The Des Moines Register, in conjunction with CNN and Selzer and Co., has put out polls on numerous occasions in this election season, and none of them has had issues or complaints. This issue was apparently a simple one: they increased the font size and Buttigieg was apparently left off on some of the interview scripts, but, after seeing the results for the unreleased poll that showed Bernie with 22 percent, Warren with 18 percent, Buttigieg with 16 percent and Biden with 13 percent, Buttigieg had a vested interest in pulling the plug on a poll that had him in third, especially when that poll would be a major talking point heading into caucus night that could depress his supporter turnout in favor of other candidates who could reach viability and pushed the media narrative away from him.
While Buttigieg claimed victory on the night of the caucuses amid no results, his strong showing with 26.2 percent of the vote and narrow margin of victory of 0.01 percent contradicted the Des Moines Register poll by 10 points, a sizable difference to betray right before caucus night. Maybe there was some veracity to his claim about being omitted after all, but how strong could his support be if supporters did not state their preference in the poll themselves?

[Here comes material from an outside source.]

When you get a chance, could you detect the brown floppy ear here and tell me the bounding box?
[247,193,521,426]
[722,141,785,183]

That was not the only interesting connection Buttigieg had on caucus night. After complaints about an app that caucus chairs had to use to report results failed spectacularly, it also became clear that the private company that created the app without any sort of vetting or security testing, Shadow, donated to the Buttigieg campaign. While this should not affect the results as they were manually validated by the Iowa Democratic Party, it is still a complete conflict of interest.
This app that was used to send full vote totals for counting was made by a company with a clear candidate preference, and since no security testing occurred, for all we know there could have been logic that was specifically included to increase Buttigieg’s totals. Due to the manual validation that was done before finally announcing the results, this was not the case, but without any testing, who knows?
This level of security through obscurity by the Iowa Democratic Party is exactly how someone (inside the country this time) could have meddled with the integrity of the elections. This is simply a ridiculous oversight on the part of the party, and should not happen again. As someone who breaks applications for a living, I know that most of them have poor security at best, and without any validation they should not be used in the first nominating contest that on any normal year would have led to candidates dropping out.